Earlier this month, the Department of Revenue announced it would no longer make available to the public its monthly report of state tax collections. At the time, Kathy Waterbury, a spokeswoman for DOR, said to talk with the Legislative Budget Committee when she was asked why the report would not be available.
Tony Greer, executive director of the Legislative Budget Office that provides staff support for the Legislative Budget Committee, said the goal is for his staff to provide the only monthly revenue report that would be in a simpler format and would provide more information.
But Sen. Hob Bryan, D-Amory, said he does not understand why the Department of Revenue should not continue to make available the tax information, which it is responsible for collecting and compiling.
“It is just very disturbing to call the Department of Revenue and ask for information and be told that information will come from the Legislative Budget Office,” Bryan said recently. “This is another example of the lieutenant governor and the speaker intervening with a state agency (to stop them from distributing information). It is wrong.”
But Lt. Gov. Tate Reeves said there is no malicious intent.
“Unlike the incomplete piecemeal reports of the past, this improved report provides taxpayers access to all revenue data in a concise, easy-to-understand format,” Reeves spokeswoman Laura Hipp said in an emailed response.
She said discussions by officials with the Legislative Budget Office and departments of Finance and Administration and Revenue led to the new consolidated report.
The heads of all three agencies are relatively new – appointed to their positions during 2016.
“Lt. Gov. Reeves really appreciates their work on behalf of our taxpayers,” Hipp said.

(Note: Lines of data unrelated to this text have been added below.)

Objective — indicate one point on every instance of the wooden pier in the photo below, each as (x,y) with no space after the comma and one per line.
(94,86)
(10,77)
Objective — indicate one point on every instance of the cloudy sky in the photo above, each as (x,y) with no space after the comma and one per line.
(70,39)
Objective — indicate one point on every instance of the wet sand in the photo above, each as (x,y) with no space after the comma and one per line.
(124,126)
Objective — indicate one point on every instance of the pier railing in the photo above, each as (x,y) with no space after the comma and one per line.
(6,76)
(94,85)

The Department of Revenue has long had reports ready at the first of the month detailing tax collections from the previous month. Those taxes – such as those on retail items, personal income, corporations, casino winnings and others – account for the bulk of the state’s revenue used to fund education, public health, law enforcement and other aspects of the $6 billion state budget.
But the state has other sources of money not collected by the Department of Revenue. Those sources for years have included earnings on state investments and funds from settlements of lawsuits by the Office of Attorney General, among others. Those sources of revenue have been growing in recent years while tax collections have been sluggish.

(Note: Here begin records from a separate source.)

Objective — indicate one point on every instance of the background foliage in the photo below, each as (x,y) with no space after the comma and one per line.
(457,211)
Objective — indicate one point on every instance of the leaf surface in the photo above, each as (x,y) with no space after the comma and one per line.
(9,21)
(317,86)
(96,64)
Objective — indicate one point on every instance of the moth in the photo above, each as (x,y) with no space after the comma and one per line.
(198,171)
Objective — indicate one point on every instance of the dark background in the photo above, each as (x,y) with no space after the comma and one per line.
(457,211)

Those sources are collected by the Department of Finance and Administration. The Budget Committee compiles reports later in the month detailing revenue collected through the Department of Revenue and from the Department of Finance and Adminstration.
“We are in the process of reformatting the revenue report so that it is easier to understand and contains more information,” Greer said. “…LBO will be collecting all revenue data from Department of Revenue as well as Department of (Finance and) Administration and incorporating into the new report.”

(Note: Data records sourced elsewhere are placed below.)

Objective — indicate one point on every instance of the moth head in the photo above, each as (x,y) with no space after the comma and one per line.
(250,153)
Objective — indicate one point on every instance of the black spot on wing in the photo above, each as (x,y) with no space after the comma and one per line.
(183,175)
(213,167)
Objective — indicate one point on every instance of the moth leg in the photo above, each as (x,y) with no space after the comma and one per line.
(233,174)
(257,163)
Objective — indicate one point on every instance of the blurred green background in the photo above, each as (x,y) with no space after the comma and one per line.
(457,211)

But Bryan said there is no reason for DOR not to release its report.
“For decades, the Department of Revenue has provided solid information. It is not political. It is just factual,” Bryan said.
Rep. David Baria of Bay St. Louis, the House Democratic leader, said, he is not that familiar with the issue, “But as long the information gets out, I don’t have a problem with it. But tight control is just kind of what (legislative leaders) do. They have six people making all the decisions.”